A simple SSL/TLS proxy using libevent.
This is a fork of le-proxy.c from libevent.
libevent and OpenSSL are required. On Ubuntu, you can install them using the code below:
sudo apt-get install libevent-dev libssl-dev
Then just type make to build.
ssl-proxy works as an SSL/TLS tunnel between server and client. It doesn't handle HTTP protocol.
It can only be used with a forward HTTP proxy server. You can install squid or apache,
but not nginx, which doesn't support CONNECT.
ssl-proxy uses SSL certificate to secure its connections, which you can easily create using the OpenSSL package:
openssl req -x509 -newkey rsa:2048 -keyout key.pem -out cert.pem -days 365 -nodes
Note that when creating the certificate, you will be asked for some information such as country and state, which you can enter whatever you like but when asked for "Common Name" you must enter the correct host name or IP address of your server.
Suppose the forward HTTP proxy server is listening on 127.0.0.1:8080, then run ssl-proxy in server mode:
./ssl-proxy -server -cert cert.pem -key key.pem 0.0.0.0:8443 127.0.0.1:8080
And on your local machine, run ssl-proxy in client mode:
./ssl-proxy 127.0.0.1:8080 your-server-ip:8443
Now you have an HTTP proxy server listening on 127.0.0.1:8080 on your local machine, which will encrypt
incoming packets and forward them to the remote ssl-proxy, and the remote ssl-proxy will decrypt them and
forward the original packets to the forward HTTP proxy server.

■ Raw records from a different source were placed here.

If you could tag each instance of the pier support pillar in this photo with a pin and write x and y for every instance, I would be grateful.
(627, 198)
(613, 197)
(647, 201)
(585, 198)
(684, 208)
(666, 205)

If your application supports HTTPS proxy, you can skip running ssl-proxy on your local machine.
For example, you can start Chrome with the --proxy-server=https://<proxy>:<port> command line argument:
chrome --proxy-server=https://your-server-ip:8443
In this case, you may want to install the generated certificate as a Trusted Root CA to avoid your browser complaining about it.